New Delhi: Armed by a recent change in law that gives it to more power to act, the Reserve Bank of India has said it will reconstitute its two-member Oversight Committee as it puts in gear a plan to resolve the massive backlog of non-performing assets or bad loans that public sector banks have built.
The oversight committee presides over the restructuring of bad loans with the banks and the central bank said on Monday that its scope needs to be widened. The panel is currently made up of former State Bank of India chairman Janaki Ballabh and former chief vigilance commissioner Pradeep Kumar.
The government has tweaked its laws with an ordinance or executive order recently to help tackle a record $150 billion or Rs 9.64 trillion rupees in troubled bank debts, giving the central bank greater power to identify and enforce resolution on specific cases of bad loans and amending the old system in which the lengthy legal processes for recoveries were involved.

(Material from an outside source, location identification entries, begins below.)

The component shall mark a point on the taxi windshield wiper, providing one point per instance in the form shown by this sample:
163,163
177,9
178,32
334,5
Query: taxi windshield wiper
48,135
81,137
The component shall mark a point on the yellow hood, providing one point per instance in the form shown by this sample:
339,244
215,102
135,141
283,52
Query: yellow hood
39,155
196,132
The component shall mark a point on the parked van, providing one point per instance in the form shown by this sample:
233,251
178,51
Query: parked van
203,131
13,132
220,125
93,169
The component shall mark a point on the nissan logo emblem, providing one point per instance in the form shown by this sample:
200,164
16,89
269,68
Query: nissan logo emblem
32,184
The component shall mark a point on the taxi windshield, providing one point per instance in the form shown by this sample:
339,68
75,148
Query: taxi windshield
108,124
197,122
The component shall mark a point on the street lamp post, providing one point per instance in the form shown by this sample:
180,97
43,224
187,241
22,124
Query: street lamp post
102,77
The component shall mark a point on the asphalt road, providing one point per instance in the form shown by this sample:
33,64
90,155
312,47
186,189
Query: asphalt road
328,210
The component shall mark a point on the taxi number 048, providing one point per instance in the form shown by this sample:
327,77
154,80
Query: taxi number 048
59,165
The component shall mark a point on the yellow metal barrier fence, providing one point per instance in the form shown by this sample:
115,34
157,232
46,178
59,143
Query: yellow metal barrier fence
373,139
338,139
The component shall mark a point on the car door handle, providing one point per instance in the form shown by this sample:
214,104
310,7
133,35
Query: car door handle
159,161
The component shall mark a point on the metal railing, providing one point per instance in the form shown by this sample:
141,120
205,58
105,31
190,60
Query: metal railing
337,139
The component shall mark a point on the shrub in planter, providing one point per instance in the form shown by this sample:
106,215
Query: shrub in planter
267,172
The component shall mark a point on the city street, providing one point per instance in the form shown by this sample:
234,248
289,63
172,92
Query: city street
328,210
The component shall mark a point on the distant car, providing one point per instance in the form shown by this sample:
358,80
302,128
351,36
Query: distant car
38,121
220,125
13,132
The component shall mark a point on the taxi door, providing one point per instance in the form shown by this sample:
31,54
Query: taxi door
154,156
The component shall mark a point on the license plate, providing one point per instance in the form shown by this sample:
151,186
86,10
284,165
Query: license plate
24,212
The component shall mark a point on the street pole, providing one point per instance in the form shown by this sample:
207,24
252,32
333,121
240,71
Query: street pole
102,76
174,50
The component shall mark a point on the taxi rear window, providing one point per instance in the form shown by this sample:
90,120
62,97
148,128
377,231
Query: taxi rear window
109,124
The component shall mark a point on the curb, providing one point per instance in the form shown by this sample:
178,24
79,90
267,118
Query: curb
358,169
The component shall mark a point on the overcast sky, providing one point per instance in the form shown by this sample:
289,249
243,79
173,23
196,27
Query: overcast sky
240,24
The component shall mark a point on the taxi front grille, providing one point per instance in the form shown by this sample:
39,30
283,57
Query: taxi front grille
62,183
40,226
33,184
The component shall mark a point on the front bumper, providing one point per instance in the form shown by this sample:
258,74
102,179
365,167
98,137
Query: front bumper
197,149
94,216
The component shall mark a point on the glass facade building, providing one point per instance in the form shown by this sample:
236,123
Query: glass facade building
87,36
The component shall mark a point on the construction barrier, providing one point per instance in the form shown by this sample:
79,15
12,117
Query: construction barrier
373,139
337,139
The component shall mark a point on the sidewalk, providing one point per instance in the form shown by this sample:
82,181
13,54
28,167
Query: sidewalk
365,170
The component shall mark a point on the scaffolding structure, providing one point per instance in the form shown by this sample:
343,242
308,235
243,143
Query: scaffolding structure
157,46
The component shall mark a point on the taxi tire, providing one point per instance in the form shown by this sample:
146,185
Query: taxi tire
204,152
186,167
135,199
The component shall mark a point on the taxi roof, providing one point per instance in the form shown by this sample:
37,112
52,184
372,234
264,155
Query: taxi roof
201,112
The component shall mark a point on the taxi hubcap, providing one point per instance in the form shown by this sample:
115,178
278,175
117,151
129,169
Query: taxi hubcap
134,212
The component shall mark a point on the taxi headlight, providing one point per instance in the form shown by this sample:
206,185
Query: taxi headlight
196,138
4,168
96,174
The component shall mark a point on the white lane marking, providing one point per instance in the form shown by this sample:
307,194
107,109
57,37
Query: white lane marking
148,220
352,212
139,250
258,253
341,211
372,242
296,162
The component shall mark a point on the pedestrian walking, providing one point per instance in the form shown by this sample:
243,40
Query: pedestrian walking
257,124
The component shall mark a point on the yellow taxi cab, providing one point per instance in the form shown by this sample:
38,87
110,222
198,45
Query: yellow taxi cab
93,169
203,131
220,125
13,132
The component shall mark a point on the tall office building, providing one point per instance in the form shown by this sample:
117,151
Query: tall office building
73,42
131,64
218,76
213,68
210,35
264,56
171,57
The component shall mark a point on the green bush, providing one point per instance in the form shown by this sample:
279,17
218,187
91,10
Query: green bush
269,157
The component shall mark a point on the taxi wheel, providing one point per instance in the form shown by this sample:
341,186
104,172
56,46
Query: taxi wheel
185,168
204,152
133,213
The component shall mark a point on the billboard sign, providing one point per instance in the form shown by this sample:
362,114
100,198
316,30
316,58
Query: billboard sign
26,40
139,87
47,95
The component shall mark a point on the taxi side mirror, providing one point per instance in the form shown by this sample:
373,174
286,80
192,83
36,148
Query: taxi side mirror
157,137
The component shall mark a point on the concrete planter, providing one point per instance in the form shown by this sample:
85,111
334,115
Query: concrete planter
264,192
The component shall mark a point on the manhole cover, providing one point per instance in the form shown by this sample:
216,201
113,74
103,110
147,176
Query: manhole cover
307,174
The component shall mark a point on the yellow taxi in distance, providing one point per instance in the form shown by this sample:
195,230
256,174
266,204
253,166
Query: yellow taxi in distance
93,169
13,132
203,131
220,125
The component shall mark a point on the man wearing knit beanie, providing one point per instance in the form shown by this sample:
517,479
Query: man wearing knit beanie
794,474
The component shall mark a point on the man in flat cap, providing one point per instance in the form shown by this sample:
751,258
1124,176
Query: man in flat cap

It authorises the RBI to direct banks to initiate an insolvency resolution process in the case of a default. The provisions will be put up for Parliament's approval in the monsoon session in July.
The central bank is yet to announce a decision on which cases will be taken to the bankruptcy courts. While the government has empowered the RBI, it has not provided for how banks will get the additional capital to support the resolution of bad loan cases and experts say the new measures may not be enough to dent the NPA crisis.
The resolution of stressed assets involves a two-phase process - one assessing the debtors' business viability and the second deciding whether the business should be liquidated or restructured. Both create losses for the lending bank, which will need to support the central bank with capital infusion. Higher the loss, higher the infusion needed.
This means more money may go in to kill bad money.
Fitch Ratings estimated earlier this month that banks will need about $90 billion in new capital to tackle bad debt and meet global Basel III banking rules taking effect in March 2019.
Bad debt rose as huge loans to sectors such as infrastructure came undone after sections of the economy came to a standstill following the 2008 global financial crisis.